SNDK stock has outperformed the broader semiconductor group by ~ 2:1 in the last two weeks due to uptick in NAND memory spot pricing, making short-term valuation less compelling, in our view. We expect NAND contract pricing to decline in the near-term on seasonal demand weakness, which will likely cause shares to fall, as stock shows a strong correlation of 90% to NAND component pricing. We have two reasons to believe that NAND pricing will decline: 1) NAND component cost as a percentage of Smartphone (e.g. iPhone) bill of materials (BOM) has peaked at ~27%, which we believe will drive OEM's to demand lower pricing and 2) our data shows that SNDK's US channel inventory units are now above 08' peak levels, which could force lower pricing if US retail demand is slower than expected.

We estimate that there is about a 60% to 70% or "likely" probability for the scenario...'

Over the past couple of months we have had several tier-1 firms slap their Sell/Underweight ratings on the stock as they were anticipating a fall-off in NAND demand & pricing.
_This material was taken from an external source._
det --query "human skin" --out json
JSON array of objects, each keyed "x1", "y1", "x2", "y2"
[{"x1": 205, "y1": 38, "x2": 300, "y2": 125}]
It kind of looks like it hasn't happened and the stock has become a short-crusher.

It's up 7+ pts in the last 5 weeks and I'm kind of questioning the call out of ThinkEquity. Sure, it's gutsy & will make good for at least a 1pt move. But can you really buy SNDK here on hopes of selling it around $35?

Didn't think so.

Good mo-mo call, though. Especially with Micron (MU) blowing away the estimates.